With pandemic dominating U.S. election, older voters turning away from Trump

By Chris Kahn and James Oliphant

NEW YORK (Reuters) – Many older Americans have turned away from President Donald Trump this year as the coronavirus ravages the country, eroding an important Republican support base that helped propel him into the White House in 2016, Reuters/Ipsos polling data shows.

Trump and his Democratic opponent Joe Biden now split American voters aged 55 years and older almost evenly: 47% say they are voting for Biden on Nov. 3 while 46% back Trump, according to Reuters/Ipsos national surveys in September and October.

That could be an alarming sign for the president, who trails Biden with 25 days to go before the election.

Republicans have relied on the support of older Americans in national elections for years, routinely benefiting from a demographic that consistently shows up in force on Election Day.

Trump won the 55-plus age group by 13 percentage points in 2016, according to exit polls. Mitt Romney, the Republican presidential nominee in 2012, achieved the same margin.

Reuters/Ipsos state polls also show Biden outperforming Hillary Clinton, the 2016 Democratic presidential nominee, among older voters in a handful of battleground states, where seniors make up an outsized proportion of the electorate.

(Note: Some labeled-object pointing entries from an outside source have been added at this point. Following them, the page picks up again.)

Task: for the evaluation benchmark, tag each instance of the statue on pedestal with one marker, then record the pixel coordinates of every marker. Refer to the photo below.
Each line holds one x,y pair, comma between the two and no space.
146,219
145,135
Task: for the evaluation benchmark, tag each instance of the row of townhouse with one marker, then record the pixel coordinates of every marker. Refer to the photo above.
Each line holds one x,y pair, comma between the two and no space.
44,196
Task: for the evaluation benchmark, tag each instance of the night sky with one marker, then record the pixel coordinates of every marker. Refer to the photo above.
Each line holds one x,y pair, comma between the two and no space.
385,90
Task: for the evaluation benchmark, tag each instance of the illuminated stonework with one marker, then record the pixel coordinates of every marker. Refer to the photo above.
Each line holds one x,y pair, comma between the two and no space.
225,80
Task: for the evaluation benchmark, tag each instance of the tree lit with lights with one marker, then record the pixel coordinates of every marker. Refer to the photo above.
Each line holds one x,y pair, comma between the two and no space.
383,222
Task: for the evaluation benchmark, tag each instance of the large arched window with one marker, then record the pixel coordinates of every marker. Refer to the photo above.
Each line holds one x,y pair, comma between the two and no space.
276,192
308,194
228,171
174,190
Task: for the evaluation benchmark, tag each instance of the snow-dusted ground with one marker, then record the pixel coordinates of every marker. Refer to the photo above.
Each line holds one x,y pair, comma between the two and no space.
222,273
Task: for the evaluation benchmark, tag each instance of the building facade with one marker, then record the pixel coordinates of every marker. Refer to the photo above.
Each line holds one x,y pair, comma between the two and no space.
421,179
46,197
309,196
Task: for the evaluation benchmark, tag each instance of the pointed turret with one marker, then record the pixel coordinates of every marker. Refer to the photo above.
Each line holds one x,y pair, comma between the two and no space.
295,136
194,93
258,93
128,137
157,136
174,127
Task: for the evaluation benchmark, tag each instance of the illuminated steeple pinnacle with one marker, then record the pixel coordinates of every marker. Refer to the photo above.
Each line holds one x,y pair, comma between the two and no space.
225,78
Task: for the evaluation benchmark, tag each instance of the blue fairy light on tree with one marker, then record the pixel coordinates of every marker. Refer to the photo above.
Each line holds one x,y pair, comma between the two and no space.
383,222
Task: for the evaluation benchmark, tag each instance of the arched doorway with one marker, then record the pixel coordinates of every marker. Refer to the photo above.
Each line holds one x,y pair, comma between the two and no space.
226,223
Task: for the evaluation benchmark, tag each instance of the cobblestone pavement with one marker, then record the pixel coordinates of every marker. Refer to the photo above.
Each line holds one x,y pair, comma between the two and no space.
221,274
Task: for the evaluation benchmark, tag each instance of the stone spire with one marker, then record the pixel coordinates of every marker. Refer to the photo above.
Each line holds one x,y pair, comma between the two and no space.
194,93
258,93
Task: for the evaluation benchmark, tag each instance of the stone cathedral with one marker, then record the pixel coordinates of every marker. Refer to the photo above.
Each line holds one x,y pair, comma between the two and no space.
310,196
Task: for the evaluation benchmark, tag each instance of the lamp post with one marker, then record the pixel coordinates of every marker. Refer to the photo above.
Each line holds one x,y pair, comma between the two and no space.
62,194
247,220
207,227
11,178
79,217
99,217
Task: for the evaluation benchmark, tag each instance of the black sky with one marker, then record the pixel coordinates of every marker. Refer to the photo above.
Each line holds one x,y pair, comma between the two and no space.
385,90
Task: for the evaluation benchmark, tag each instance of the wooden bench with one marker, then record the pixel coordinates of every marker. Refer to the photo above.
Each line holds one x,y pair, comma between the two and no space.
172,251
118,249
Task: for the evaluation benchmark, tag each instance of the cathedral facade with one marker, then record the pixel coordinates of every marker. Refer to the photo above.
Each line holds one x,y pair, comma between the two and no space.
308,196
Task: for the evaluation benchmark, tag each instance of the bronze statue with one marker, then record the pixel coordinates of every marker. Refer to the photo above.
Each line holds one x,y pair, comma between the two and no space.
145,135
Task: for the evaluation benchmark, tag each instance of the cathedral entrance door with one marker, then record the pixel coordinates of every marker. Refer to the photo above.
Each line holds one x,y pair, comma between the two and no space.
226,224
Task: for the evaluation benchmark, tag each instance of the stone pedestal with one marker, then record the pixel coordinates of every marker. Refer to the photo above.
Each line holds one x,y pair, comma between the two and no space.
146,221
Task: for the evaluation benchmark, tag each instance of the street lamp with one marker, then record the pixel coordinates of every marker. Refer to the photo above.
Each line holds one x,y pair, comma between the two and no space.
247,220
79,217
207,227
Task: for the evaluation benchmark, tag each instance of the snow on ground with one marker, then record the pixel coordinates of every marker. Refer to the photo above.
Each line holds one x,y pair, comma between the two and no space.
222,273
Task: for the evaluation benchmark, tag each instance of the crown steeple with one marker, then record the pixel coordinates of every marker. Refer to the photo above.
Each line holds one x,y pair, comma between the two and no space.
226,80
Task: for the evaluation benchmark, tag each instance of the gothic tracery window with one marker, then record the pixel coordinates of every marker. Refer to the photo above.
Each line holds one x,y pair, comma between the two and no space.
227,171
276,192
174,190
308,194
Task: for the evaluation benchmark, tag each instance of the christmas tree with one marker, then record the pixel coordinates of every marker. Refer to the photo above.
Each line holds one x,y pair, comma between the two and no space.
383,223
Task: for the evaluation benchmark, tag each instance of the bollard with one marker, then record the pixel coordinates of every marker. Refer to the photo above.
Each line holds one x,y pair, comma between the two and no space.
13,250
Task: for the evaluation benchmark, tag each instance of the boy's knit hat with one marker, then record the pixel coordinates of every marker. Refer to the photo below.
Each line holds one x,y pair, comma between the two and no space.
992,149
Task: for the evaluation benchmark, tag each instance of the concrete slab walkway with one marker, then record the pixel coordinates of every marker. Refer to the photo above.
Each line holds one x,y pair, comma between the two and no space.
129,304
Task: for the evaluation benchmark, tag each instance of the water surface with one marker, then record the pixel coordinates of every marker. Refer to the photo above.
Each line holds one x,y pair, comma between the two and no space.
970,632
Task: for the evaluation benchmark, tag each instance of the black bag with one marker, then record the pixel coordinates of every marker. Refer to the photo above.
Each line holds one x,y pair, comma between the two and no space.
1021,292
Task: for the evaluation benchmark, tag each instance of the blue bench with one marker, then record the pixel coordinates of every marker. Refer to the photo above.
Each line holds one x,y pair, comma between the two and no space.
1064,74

Winning those states will be critical to the outcome of the 2020 race: whoever takes the most battleground states will be on track to win the Electoral College and the White House.

Biden is beating Trump among older voters in Wisconsin by 10 points and drawing about the same amount of support as Trump is with that demographic in Pennsylvania, Michigan, Florida and Arizona, according to the state polls conducted in mid-September and early October.

Four years ago, Trump won older voters in each of those states by 10 to 29 points.